Table of Contents
Big Data is not a single technology, but a combination of old and new technologies that help companies gain actionable insight. Big Data is therefore the ability to manage a large volume of disparate data, at the right velocity, and within the right time frame to enable real-time analysis and reaction.
1 Introduction to Big Data
Data management and analytics have always offered the greatest benefits and the greatest challenges for organizations of all sizes and across all industries. Companies have long struggled in the search for a pragmatic approach to capturing information about their customers, products, and services.
Big Data: Introduction
Businesses have long sought to optimize the management of their data, both for operational tasks and to monetize the information they could extract from it. Nowadays, the amount of data available is immense, of very diverse origins and types, and generated at great speed. This is what has led to the coining of the term Big Data, not because it is a new technology, but because of the volume, speed and variety of data to be managed.
This concept has very specific requirements in terms of performance and architecture. These requirements have been met by taking advantage of the evolution of technology, which has caused the cost of hardware and software to decrease at the same time as their capacity has increased. Among other technologies that have contributed to making Big Data a reality are virtualization, cloud computing and, above all, distributed computing, which is the basis for all the others.

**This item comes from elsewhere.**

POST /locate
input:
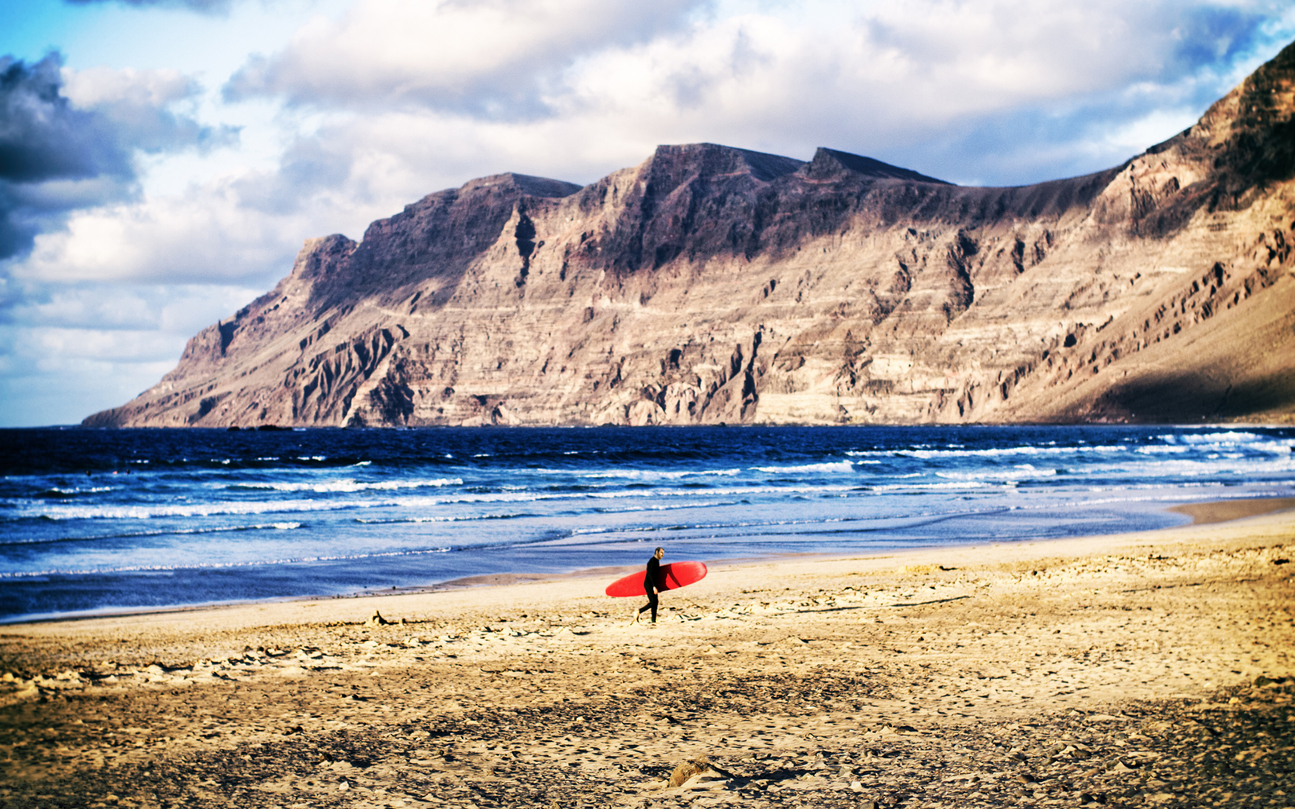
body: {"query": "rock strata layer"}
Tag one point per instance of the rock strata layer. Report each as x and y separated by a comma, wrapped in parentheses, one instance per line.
(716, 285)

2 Technological Foundations of Big Data
As we have seen in the previous chapter, Big Data deals with streams of large volumes of data, often at high velocity and with very different formats. Many experienced software architects and developers know how to deal with one or even two of these situations quite easily.
Big Data deals with streams of large volumes of data, often at high velocity and with very diverse formats. Many experienced software architects and developers know how to deal with one or even two of these situations quite easily. For example, if faced with large volumes of transactional data and fault tolerance requirements, it is possible to choose to deploy redundant relational database clusters in a data center with a very fast network infrastructure. Similarly, if the requirements are to integrate different types of data from many known and anonymous sources, the choice might be to build an extensible meta-model in a custom data warehouse.
However, we may be able to afford to create specific implementations in a much more dynamic Big Data world. When we move outside of the world in which we own and fully control our data, it is necessary to create an architectural model to address this type of hybrid environment. This new environment requires an architecture that understands both the dynamic nature of Big Data and the need to apply the insights to a business solution. In this unit, we examine the architectural considerations associated with big data.
Big Data: Technology Fundamentals
The infrastructure to implement a Big Data solution is very complex, so to simplify the concepts we resort to a model divided into layers where each layer performs specific functions. These layers are:
- Physical
- Security Infrastructure
- Interfaces
- Operational Databases
- Data Services and Tools
- Analytical Data Warehouses
- Big Data Applications.
This structure has very demanding requirements in terms of scalability, elasticity, availability and performance. These requirements can be met with technologies such as Cloud Computing. In turn, Cloud Computing is based on virtualization technologies that provide it with its most important characteristics.
3 Big Data Management with Apache Hadoop
Big Data is becoming an important element in the way organizations leverage large volumes of data at the right speed to solve specific problems. However, Big Data systems do not live in isolation. To be effective, companies often need to be able to combine the results of Big Data analytics with data that exists within the enterprise.
We will now take a closer look at today’s most widely used Big Data environment, Apache Hadoop.
Big Data & Apache Hadoop
Big Data is getting an important element in the way associations work large volumes of data at the right speed to break specific problems. Still, Big Data systems don’t live in isolation. To be effective, companies fr equently need to be suitable to combine the results of Big Data analytics with data that exists within the enterprise. In other words, you cannot suppose of big data volumes in insulation from functional data sources. There are a variety of important functional data services. In this unit, we give an explanation of what these sources are and how we can use them in confluence with Big Data results.
A fundamental component of any data processing and management solution is databases. The same is true when the solution we are going to use has to process huge amounts of data, databases will also be necessary. However, due to the specific characteristics of this type of solution, it is very likely that the most suitable database engine will not be the same as in traditional solutions.
The database engines used in Big Data environments must provide the necessary capabilities for the requirements of these solutions: speed, flexibility, fault tolerance… The emergence of Big Data has led to the development of different engines to the traditional ones, which were based on the relational model. Among these engines we have: KVP, MongoDB, CouchDB, HBase, graph databases…
In addition to the data storage system, the other important component in a Big Data solution is the processing engine. In this unit we have studied in more detail the processing engine of the most widespread Big Data solution today: Hadoop MapReduce. The characteristics of the “map” and “reduce” functions combined are what determine the power and flexibility offered by MapReduce. In a very simple way, it works by dividing large amounts of data into smaller portions and distributing them to be processed in parallel on multiple nodes of a cluster.